Today’s zero option is quite different from the 1981 version. Back then the U.S. was starting from zero and offering to stay there if the Soviets came down to zero as well — dismantling an entire class of weapons already deployed, in exchange for NATO’s altering future plans. As members of the Administration themselves admitted at the time, it was like asking the Super Bowl champs to trade their All-Pro front line for two future-round draft choices. The result, predictably and perhaps intentionally, was no deal.

Now Gorbachev is offering a real trade. The U.S. has 316 missiles of its own and will have to remove them from Europe if the Soviets remove their 922 warheads. While the U.S. will get the better end numerically, the Soviets will satisfy their determination to get American INF missiles out of Europe, albeit at a considerable price.

That feature of the plan has raised old worries at home and abroad. Former Secretary of State Henry Kissinger, former National Security Adviser Brent Scowcroft and Congressman Les Aspin, chairman of the House Armed Services Committee, have resurrected the fear that the zero option may be decoupling. Some Europeans are concerned that British Prime Minister Margaret Thatcher and other leaders have invested so much political capital in forcing through the deployments despite domestic opposition that it would be awkward for them now to feign enthusiasm for the total removal of the missiles.

Largely for these reasons, the Reagan Administration was in something of a quandary about how to react. Having originally proposed the zero option in 1981 and hung tough on it through ’82 and ’83, the Administration felt it could not say no now that Gorbachev was finally saying yes.
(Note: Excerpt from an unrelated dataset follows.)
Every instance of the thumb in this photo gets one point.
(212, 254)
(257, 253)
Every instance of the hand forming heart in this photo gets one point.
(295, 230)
Thus, with some of his aides swallowing hard, Reagan may go to the summit and the treaty-signing table in the fall having to contend with criticism that he is selling short the political and military interests of the West. As the . final irony of the zero option, that criticism may be coming from the paragons of the arms-control establishment, whose own efforts to manage the nuclear peace Reagan himself opposed so vigorously during the era of detente.